(Reuters) - Qualcomm Inc (QCOM.O) on Friday called a meeting with Broadcom Ltd (AVGO.O) to discuss the latter’s $121 billion bid constructive and opened the door to more talks, but continued to reject the proposed deal between the semiconductor companies.
Qualcomm’s response raises the stakes in a battle over what would be the technology sector’s largest-ever acquisition. The two companies have less than three weeks to negotiate a potential deal until Qualcomm shareholders are asked to vote on a challenge by Broadcom to Qualcomm’s board of directors.
Qualcomm has been seeking to walk a fine line between resisting Broadcom’s acquisition approach, which it says undervalues it and is fraught with regulatory risks, and demonstrating to its shareholders and proxy advisory firms that it is willing to engage to secure a better deal if possible.
“While the current Broadcom proposal is unacceptable, our board is intensely focused on maximizing value for Qualcomm stockholders, whether through executing on its growth strategy or by selling the company,” Qualcomm Chairman Paul Jacobs wrote to Broadcom CEO Hock Tan on Friday in a letter released by Qualcomm.
Broadcom offered no immediate comment. Qualcomm shares were up 0.4 percent at $65.60, significantly below Broadcom’s latest $82 per share cash-and-stock offer. Broadcom shares were down 0.8 percent at $249.89.
Qualcomm’s meeting with Broadcom on Feb. 14 was the first time the two companies met to discuss a potential combination since Broadcom unveiled its unsolicited bid last November.

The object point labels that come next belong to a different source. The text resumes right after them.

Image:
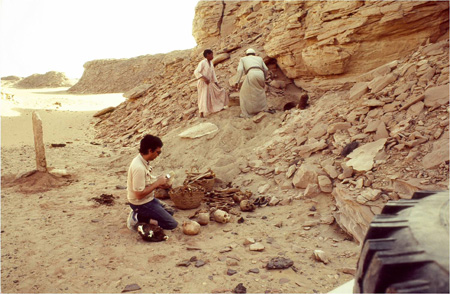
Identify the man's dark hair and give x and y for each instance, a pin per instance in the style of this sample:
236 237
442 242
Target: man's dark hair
149 142
206 52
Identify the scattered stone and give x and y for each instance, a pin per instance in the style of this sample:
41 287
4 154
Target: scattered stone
131 287
348 270
231 272
259 117
436 96
137 92
312 190
305 175
325 184
257 247
240 289
331 171
274 201
320 255
279 263
199 263
362 158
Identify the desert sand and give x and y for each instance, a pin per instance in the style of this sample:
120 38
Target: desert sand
56 239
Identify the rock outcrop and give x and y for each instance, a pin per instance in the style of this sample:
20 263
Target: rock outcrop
322 44
376 72
51 79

As part of the takeover battle, Broadcom is asking Qualcomm shareholders to back its effort to replace a majority of Qualcomm’s board of directors in a vote scheduled for March 6. It has called its latest bid its best and final offer.
“While it sounds like the parties remain very far apart on the specifics (price, risk mitigation, etc), actual negotiations (with an understanding of opening positions) do appear to have kicked off, and Qualcomm is at least contemplating the bare possibility that they might get sold,” analyst Stacy Rasgon at Bernstein said.
In the meeting this week, Singapore-based Broadcom was willing to make certain divestitures to satisfy antitrust regulators, but was still resistant to “other commitments that could be expected” to be required by government regulatory bodies, Qualcomm said.
Broadcom has already said it is willing to sell two Qualcomm businesses to resolve any antitrust problems. These are its Wi-Fi networking processors and RF Front End chips for mobile phones.
In the meeting, Broadcom agreed to divest if needed its own Wi-Fi business, instead of Qualcomm’s, a source familiar with the confidential details of the meeting said.
Broadcom also wanted Qualcomm to include in the merger agreement that Qualcomm will refrain from lawsuits related to licensing while the deal is being reviewed by regulators, according to the source. Qualcomm did not agree to that.
Qualcomm reiterated that Broadcom’s promised breakup fee of $8 billion in the event regulators thwart the deal did not come close to compensating for risks related to the deal.
The takeover battle is at the heart of a race to consolidate the wireless technology equipment sector, as smartphone makers such as Apple Inc (AAPL.O) and Samsung Electronics Co Ltd (005930.KS) use their market dominance to negotiate down chip prices.
Broadcom is mainly a manufacturer whose connectivity chips are used in products ranging from mobile phones to servers. San Diego-based Qualcomm primarily outsources the manufacturing of its chips which are used for the delivery of broadband and data, a business that would significantly benefit from the rollout of 5G wireless technology.
Qualcomm is currently seeking to complete a $38 billion deal to acquire NXP Semiconductors NV (NXPI.O). NXP shares are trading at around $119, significantly above Qualcomm’s $110 per share offer, as some NXP shareholders, led by activist hedge fund Elliott Management Corp, have called on Qualcomm to raise its price.
Broadcom has said its acquisition offer is contingent on either Qualcomm buying NXP at currently disclosed terms of $110 per share in cash or the deal being terminated.
China’s MOFCOM is the only regulator around the world that has yet to approve the Qualcomm-NXP deal. With the start of the Chinese New Year public holiday this week, Qualcomm could potentially delay its decision on raising its offer for NXP until after the March 6 Qualcomm shareholder meeting.